Incredibly, I've never attended an Online News Association (ONA) conference, even though I've spent decades as a working journalist or journalism professor (been to dozens of other conferences, though). This year I was accepted into a special year-long ONA program for female news executives, culminating last week with an in-person gathering of the roughly 34 execs at the organization's annual conference in Philadelphia.
Why just women? Like most professions, we're historically underrepresented in executive and C-suite leadership. And generally speaking, women leaders tend to manage differently from men, with much more emphasis on team work/collaboration and bottom-up leadership.
To ONA's credit, this was a delightfully diverse group — along race/ethnicity, geography, religion, age, language, online vs. traditional newsrooms, for-profit vs. non-profit, etc. My initial goal was simply to have a cohort of execs I could turn to for help with the simplest of things, such as sharing blank performance-evaluation forms, newsroom social media policies and the like. What I ended up with was more — an almost spiritual commitment to forging ahead in difficult times, both financially for the news industry and emotionally (the endless threats, trolling and depressing nature of the news exact a heavy toll).
Take-aways from the broader conference beyond the female exec gathering?
- The 2024 presidential election will likely be worse for disinformation/misinformation than the 2022 mid-terms and 2020 election. U.S. democracy is under threat, and we're living in historically important times in that regard. Artificial intelligence and ChatGPT are taking center stage both in potentially helping journalists stomp out misinformation but also in misleading the public. Bad actors are already pouncing. As a private citizen (such as a whistleblower) or a journalist/fact-checker, don't be tempted to use ChatGPT to write a form letter requesting public records under the Federal of Information Act (FOIA), according to several legal experts at the conference. Experiments with such letters so far have turned up embarrassing errors and problems.
- Care about truth and accuracy? Act like a troll by firehosing friends, family and colleagues with truthful information, as opposed to lies. Counter falsehoods by sharing and re-sharing accurate content from services such as Snopes and other reputable publications. And don't be afraid to share the same good info over and over and over again — you can't assume your audience saw it the first (or second or third) time. Readers are busy.

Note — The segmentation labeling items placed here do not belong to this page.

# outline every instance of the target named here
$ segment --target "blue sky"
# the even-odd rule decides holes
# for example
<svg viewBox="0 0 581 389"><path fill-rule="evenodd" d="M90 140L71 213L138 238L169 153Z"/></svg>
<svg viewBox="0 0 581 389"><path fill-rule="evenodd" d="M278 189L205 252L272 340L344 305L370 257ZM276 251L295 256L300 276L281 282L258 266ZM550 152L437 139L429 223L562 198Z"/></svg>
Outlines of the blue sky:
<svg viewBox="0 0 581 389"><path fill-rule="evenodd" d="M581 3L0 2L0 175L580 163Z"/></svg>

- If you're worried about social platforms, such as Twitter or Facebook, exploiting your private information for commercial (or electoral) gain, take steps to fix that. Experts from PEN America crafted incredibly handy guidelines on exactly how to protect yourself here and here.
- Finally ... breathe. We're in for more tougher times in terms of democracy. When the news feels overwhelming, try putting your thumbs in your ears and hum in a monotone for 10-30 seconds. I'm serious. Reset your mind this way throughout the day as many times as you need. And don't give up on the truth.